Après l’expérience de notations novatrices, Feldman revient, à la fin des années soixante, à une pratique qu’il veut plus stricte. Ses œuvres de la décennie suivante affichent des durées précises. La répétition de cellules musicales – répétition mélodique, rythmique et/ou dynamique, selon les pièces – apparaît avec Why Patterns? pour flûte, piano et glockenspiel, en 1978, dont l’exécution dépasse les pages précédentes. La dernière période du compositeur, disparu en 1987, est marquée par des œuvres de plus en plus longues, écrites pour des effectifs chambristes ou pour un seul instrument : ainsi du Quatuor de 1979 avec ses cent minutes [lire notre critique CD], du Trio à cordes de 1980 (80’), de Triadic Memories pour piano en 1981 (90’), For John Cage pour violon et piano (1982 ; 75’) et Crippled Symmetry pour flûte, piano et percussions (1983 ; 90’), les records de durée étant détenus par le Quatuor n°2 (1983) et For Philip Guston pour flûte, piano et percussions (1984) qui peuvent atteindre cinq heures [lire nos chroniques du 5 mars 2014 et du 18 novembre 2016].

En 1976, Morton Feldman (1926-1987), créateur lié à l’École de New York qui, dans les années cinquante, gravitait autour de John Cage, compte parmi ses élèves la jeune Bunita Marcus (née en 1952). Cette rencontre est primordiale : les voilà bientôt inséparables, pendant les dernières années de l’aîné qu’ils ont passées en échangeant et partageant sans cesse les idées musicales, à composer côte à côte. En 1985, Feldman décide d’écrire sur la mort de sa mère, son glissement dans une mort lente – une tentative de deuil qui atteint cette lenteur spécifique sans la moindre pesanteur, par sa simplicité paradoxale comme par son ampleur. Dédiée à son amie d’alors, il intitule For Bunita Marcus cette œuvre pour piano seul qui se déploie sur près d’une heure et quart. Un appel fort espacé de six notes construit un motif redondant, trituré par une métrique constamment contrariée, seul élément d’instabilité face à une nuance PPP immuable de bout en bout, face à la pédale forte toujours enfoncée qui capture les harmoniques accumulées dans un halo d’ombres réverbérées subtilement évolutif, comme à un tempo d’une régularité revendiquée.

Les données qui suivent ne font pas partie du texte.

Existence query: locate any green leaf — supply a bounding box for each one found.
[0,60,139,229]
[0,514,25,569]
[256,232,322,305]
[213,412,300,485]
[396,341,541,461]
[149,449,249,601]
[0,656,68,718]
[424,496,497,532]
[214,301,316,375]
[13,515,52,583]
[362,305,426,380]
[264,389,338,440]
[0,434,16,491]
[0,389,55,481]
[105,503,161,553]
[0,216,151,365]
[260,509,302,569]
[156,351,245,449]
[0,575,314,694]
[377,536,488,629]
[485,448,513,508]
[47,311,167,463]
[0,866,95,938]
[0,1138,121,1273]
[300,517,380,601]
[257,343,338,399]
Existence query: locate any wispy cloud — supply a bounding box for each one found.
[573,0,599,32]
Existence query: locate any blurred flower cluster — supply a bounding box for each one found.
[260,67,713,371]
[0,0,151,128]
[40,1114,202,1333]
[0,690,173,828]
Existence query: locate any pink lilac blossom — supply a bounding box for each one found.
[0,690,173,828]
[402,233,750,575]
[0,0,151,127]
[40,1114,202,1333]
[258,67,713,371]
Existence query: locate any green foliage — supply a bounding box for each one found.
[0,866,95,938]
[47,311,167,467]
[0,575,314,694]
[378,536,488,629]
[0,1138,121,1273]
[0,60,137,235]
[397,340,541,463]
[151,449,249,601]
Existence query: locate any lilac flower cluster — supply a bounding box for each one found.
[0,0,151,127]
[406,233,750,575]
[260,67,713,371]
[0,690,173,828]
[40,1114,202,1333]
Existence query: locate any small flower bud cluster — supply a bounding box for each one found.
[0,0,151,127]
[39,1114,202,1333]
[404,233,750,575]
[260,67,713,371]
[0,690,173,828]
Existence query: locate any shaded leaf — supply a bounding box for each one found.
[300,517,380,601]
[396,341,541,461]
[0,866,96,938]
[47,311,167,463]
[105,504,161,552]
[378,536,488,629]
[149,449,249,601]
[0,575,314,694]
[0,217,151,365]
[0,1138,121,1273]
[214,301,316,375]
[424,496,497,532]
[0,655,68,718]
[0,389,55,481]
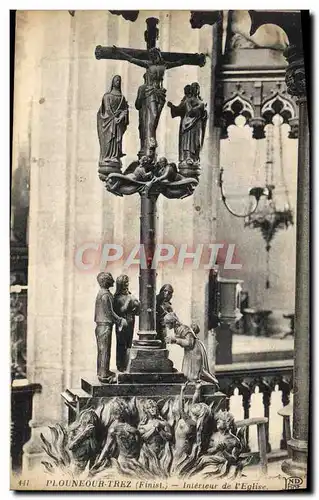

Jamais dédaigneux des musiques nord-américaines [lire notre critique du CD Ives-Wright], Marc-André Hamelin fait entrer dans un monde à part, dessiné par une ligne tour à tour énoncée, rompue, vacillante, soutenue, un rien revivifiée, que caractérise l’errance de la périodisation son-silence où ce dernier prend peu à peu le pas. Bien que la répétition se signale comme procédé principal, son raffinement d’élaboration rend trop simpliste la conception d’un Feldman répétitif dans l’acception admise du terme. Par la variation de registres et une discrète mais néanmoins grande diversité de jeux sur la limitation des moyens, il manipule la perception et la mémoire dans cette tendre flottaison dépourvue de phrasé. Fidèle à l’exigence implicite d’extrême retenue, Hamelin, en ne s’accordant pas de respiration personnelle ni de rubato, se tient si fermement à l’indication initiale de tempo qu’il préserve son interprétation dans une étonnante hauteur de vue ne confinant jamais à quelque méditation fascinatoire ou hypnotique. Là où d’autres gravures se lassaient peut-être un peu aller, voire planer (Hildegard Kleeb, Aki Takahashi, Louis Goldstein, Ivan Ilić), celle du pianiste québécois s’impose par la saine rigueur qui en maintient le cap.